I see something strange in the internal queries that are executed regarding both the domain/host strings and the timestamp range:

 "QueryDescription": "+(+(+event_time:[1667606400000 TO 9223372036854775807] +event_time:[-9223372036854775808 TO 1670198400000]) +host:www.netris.io) +domain:netris.ai",

Hi,
Could you try this version?

WITH sessions AS (
	SELECT user_id,session_id
	FROM af_dev.user_session
	WHERE user_session.domain = 'domain.com' AND user_session.hostname = 'www.domain.com'
		AND user_session.event_time BETWEEN '2022-12-05' AND '2023-01-05'
		AND user_session.device_type IS NOT NULL
),pageviews AS (
	SELECT	pageview.totaltime,pageview.user_id,pageview.event_time 
	FROM af_dev.pageview
	WHERE pageview.event_time BETWEEN '2022-12-05' AND '2023-01-05'
		AND pageview.domain = 'domain.com' AND pageview.host = 'www.domain.com'
),visits AS (
	SELECT max(totaltime) AS sess_len,count(session_id) AS sess_count,COUNT(DISTINCT sessions.user_id) as visitors,min(event_time) AS event_time
	FROM pageviews	
	JOIN sessions ON pageviews.user_id = sessions.user_id	
	GROUP BY pageviews.user_id,sessions.session_id
),psessions AS (
	SELECT user_id,session_id
	FROM af_dev.user_session
	WHERE user_session.domain = 'domain.com' AND user_session.hostname = 'www.domain.com'
		AND user_session.event_time BETWEEN '2022-11-05' AND '2022-12-05'
		AND user_session.device_type IS NOT NULL
), ppageviews AS (
	SELECT	pageview.totaltime,pageview.user_id,pageview.event_time 
	FROM af_dev.pageview
	WHERE pageview.event_time BETWEEN '2022-11-05' AND '2022-12-05'
		AND pageview.domain = 'domain.com' AND pageview.host = 'www.domain.com'
),pvisits AS (
	SELECT max(totaltime) AS sess_len,count(session_id) AS sess_count,COUNT(DISTINCT psessions.user_id) as visitors,min(event_time) AS event_time
	FROM ppageviews	
	JOIN psessions ON ppageviews.user_id = psessions.user_id	
	GROUP BY ppageviews.user_id,psessions.session_id
)
SELECT		min(event_time) as event_date,
			sum(visitors) AS tot_vis,
			sum(visitors) FILTER (WHERE sess_count = 1) AS new_vis,
			sum(visitors) FILTER (WHERE sess_count > 1) AS ret_vis,
			avg(sess_len) AS tot_avg,
			avg(sess_len) FILTER (WHERE sess_count = 1) AS new_avg,			
			avg(sess_len) FILTER (WHERE sess_count > 1) AS ret_avg
FROM visits
UNION 
SELECT		min(event_time) as event_date,
			sum(visitors) AS tot_vis,
			sum(visitors) FILTER (WHERE sess_count = 1) AS new_vis,
			sum(visitors) FILTER (WHERE sess_count > 1) AS ret_vis,
			avg(sess_len) AS tot_avg,
			avg(sess_len) FILTER (WHERE sess_count = 1) AS new_avg,			
			avg(sess_len) FILTER (WHERE sess_count > 1) AS ret_avg
FROM pvisits

No problem, will give this a try now.

I just figured BETWEEN was an alias for > and <=

Rather amazing, this is now executing in under 200ms!

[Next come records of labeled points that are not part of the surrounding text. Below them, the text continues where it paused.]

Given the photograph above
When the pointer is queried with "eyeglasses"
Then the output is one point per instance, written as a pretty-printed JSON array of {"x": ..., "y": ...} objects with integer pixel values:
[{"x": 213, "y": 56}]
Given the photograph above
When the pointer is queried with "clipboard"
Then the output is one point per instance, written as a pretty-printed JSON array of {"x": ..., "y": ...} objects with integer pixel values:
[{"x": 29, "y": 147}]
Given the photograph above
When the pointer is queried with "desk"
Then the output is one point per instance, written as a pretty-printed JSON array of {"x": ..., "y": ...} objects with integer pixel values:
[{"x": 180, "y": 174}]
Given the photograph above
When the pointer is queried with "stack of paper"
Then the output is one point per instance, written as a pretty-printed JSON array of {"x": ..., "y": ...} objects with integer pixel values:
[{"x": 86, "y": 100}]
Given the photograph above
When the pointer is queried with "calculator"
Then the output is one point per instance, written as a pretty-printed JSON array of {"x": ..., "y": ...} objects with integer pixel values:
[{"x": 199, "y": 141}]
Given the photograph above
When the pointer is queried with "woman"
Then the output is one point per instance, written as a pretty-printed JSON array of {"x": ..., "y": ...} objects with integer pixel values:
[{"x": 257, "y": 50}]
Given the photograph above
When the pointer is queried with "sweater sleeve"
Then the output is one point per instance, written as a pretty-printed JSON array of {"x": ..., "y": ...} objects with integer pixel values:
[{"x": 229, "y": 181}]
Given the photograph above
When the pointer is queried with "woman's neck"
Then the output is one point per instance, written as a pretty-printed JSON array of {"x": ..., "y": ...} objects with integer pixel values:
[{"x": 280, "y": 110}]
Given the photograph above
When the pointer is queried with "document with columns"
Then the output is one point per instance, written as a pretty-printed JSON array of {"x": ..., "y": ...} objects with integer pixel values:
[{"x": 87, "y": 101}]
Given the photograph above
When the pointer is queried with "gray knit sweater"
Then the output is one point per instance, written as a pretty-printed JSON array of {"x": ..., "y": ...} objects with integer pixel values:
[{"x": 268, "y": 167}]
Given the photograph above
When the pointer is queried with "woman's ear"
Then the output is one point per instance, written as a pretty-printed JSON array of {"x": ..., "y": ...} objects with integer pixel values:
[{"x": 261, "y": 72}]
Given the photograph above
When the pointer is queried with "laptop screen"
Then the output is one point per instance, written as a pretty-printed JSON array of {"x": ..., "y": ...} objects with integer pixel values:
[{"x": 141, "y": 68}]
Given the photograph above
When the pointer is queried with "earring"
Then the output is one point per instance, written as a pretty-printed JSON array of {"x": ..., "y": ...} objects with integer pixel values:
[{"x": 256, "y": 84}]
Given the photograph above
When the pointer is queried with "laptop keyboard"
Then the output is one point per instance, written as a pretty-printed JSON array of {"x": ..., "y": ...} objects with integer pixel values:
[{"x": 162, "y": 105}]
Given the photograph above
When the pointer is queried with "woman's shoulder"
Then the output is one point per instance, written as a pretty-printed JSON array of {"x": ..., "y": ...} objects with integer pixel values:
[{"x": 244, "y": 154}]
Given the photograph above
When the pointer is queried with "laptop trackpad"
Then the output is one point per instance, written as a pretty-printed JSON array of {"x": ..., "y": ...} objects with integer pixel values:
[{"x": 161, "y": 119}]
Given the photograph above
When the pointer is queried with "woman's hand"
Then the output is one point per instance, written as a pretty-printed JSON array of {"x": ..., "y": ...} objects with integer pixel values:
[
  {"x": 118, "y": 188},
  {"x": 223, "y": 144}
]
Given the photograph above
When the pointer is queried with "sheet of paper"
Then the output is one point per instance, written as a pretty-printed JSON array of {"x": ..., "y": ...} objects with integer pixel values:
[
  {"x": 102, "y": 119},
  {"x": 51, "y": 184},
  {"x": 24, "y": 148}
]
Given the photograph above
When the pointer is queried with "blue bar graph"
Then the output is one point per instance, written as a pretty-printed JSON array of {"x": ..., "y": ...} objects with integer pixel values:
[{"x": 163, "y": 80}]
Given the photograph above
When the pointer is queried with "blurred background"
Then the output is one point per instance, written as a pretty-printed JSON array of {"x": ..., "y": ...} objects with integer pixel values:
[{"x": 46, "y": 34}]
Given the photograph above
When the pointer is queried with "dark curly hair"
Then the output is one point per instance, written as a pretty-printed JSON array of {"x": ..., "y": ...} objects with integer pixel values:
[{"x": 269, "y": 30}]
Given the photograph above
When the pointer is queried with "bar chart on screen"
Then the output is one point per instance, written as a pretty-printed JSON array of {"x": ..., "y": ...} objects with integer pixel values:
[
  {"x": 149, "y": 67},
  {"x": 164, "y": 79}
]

Would you like me to share the EXPLAIN ANALYZE plan?

I am glad that worked @robd003
If you do not mind sharing the EXPLAIN ANALYZE that may give us some insights for improving the optimizer logic in the future.
Thank you.

Here’s the EXPLAIN ANALYZE output: EXPLAIN ANALYZE 400ms Crate query - Pastebin.com

I’d love an option to have Crate automatically report back query usage via the UDC if it would help improve performance.